In June, a Catholic priest was killed during an attack on the city of El Fasher by the RSF. Despite the intensity of the conflict, Father Luka Jomo is believed to be just the first Catholic priest killed as a result of the fighting.
Aid to the Church in Need (ACN) noted that – as is the case in Gaza – many have turned to the Catholic Church for assistance and as a physical place of refuge.
But despite the immediate hardships, the religious communities present in Sudan have not neglected to promote the spiritual life of the Catholic Church. Writing in June last year, a Salesian missionary priest described how the war has enabled people to “come closer in their relationship with God.”
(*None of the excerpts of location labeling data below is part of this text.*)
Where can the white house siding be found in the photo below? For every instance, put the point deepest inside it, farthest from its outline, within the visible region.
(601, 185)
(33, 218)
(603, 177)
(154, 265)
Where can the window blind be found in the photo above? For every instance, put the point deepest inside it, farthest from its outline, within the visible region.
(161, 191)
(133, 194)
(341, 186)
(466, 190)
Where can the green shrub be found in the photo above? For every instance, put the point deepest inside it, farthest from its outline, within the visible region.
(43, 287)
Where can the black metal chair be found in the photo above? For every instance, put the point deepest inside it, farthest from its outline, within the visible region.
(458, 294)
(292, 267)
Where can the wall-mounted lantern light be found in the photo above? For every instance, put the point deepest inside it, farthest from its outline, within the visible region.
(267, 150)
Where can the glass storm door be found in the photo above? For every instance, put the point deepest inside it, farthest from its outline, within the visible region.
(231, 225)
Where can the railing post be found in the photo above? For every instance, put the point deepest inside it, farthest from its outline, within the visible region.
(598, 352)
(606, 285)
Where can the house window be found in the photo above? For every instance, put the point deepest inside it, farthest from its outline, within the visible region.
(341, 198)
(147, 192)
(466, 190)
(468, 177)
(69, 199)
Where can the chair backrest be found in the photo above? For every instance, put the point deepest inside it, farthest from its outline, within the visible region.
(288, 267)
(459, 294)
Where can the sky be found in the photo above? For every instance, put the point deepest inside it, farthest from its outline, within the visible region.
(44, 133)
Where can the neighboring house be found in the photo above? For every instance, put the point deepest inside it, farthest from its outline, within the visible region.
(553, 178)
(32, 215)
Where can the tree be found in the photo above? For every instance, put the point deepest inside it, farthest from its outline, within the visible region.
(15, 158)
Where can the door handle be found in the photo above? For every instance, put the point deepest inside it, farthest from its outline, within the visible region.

“They participate daily in the morning Eucharist, the rosary service and the half-hour adoration of the Blessed Sacrament with the recitation of the chaplet to the Divine Mercy in the evening,” Father Jacob Thelekkadan commented about life at the Salesian center close to Khartoum.
While also the war had originally led to a dirth of seminarians, Bishop Yunan Tombe of the Diocese of El Obeid recently rejoiced at having 70 men in formation and six men due to be ordained. “I divide my time between the people and God. I get my strength from the Blessed Sacrament and believe that this is my strength and my joy,” said the bishop, who was himself abducted by the RSF, and beaten so badly that he was left for dead by the roadside.
Sudan, the USCIRF wrote, is “engulfed in this brutal and drawn-out violence, leaving civilians from all religious communities deeply vulnerable and preventing their ability to practice and express their religion or belief openly and freely.”